Vet and DogBy Martha Jacob – News Democrat
When Clermont County army veteran Jim McClure’s service dog hurt his leg, McClure didn’t know what to do.
Apollo was playing with a couple other dogs one day and tried to climb a fence. He hurt his back leg badly in the fall.
“I took him to the vet right away,” McClure said. “He couldn’t even put weight on his leg, so I knew it was serious.”
McClure served in Desert Storm. Since coming home, he has spent years battling Post Traumatic Stress Syndrome, which for him involves dealing with night terror dreams, which often cause personal injury to him during the night, even breaking his thumb and a foot. He talked regularly with a psychologist at the Veteran’s Association about what he was dealing with.
“I spent a lot of time by myself,” McClure said. “I have some really good friends, but I just never feel like leaving my apartment or hanging out with them, I just wanted to stay home. I was talking to my doctor one day and asked her if she thought getting a service dog, a companion, might help my situation of being alone so much.
McClure’s psychologist liked the idea, so McClure started looking for a puppy to adopt. Once he met a puppy in Milford, he knew he had found the dog for him.
“I knew the second I saw him that he was for me. He was so friendly and sweet natured, I just fell in love with him, and we’ve been inseparable ever since that first day,” McClure said.
Jim named the beautiful little three month old puppy Apollo after seeing the movie Creed. Apollo spends about 90 percent of his life sitting in Jim’s lap watching TV or reading.
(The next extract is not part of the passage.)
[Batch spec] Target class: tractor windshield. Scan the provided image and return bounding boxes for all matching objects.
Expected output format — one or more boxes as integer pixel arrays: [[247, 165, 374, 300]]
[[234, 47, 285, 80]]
The first vet McClure took Apollo to suspected a torn ACL, and told McClure that the bill would be between $3,500 and $4,000.
McClure then took Apollo to a veterinarian near his home, who thought that Apollo likely had a break in the tibia.
When McClure told the doctor that he didn’t have that kind of money because he is on disability, the doctor told him that he may want to consider giving Apollo to someone who could afford the surgery.
“Well, that wasn’t an option for me,” McClure said. “That’s when my friend Curt Edwards decided to set up a GoFundMe account to see if it could help raise the $4,000 it was going to take to help Apollo. It was a terrible few days. I love that little dog so much, and to know I couldn’t help him was a real bad time for me.”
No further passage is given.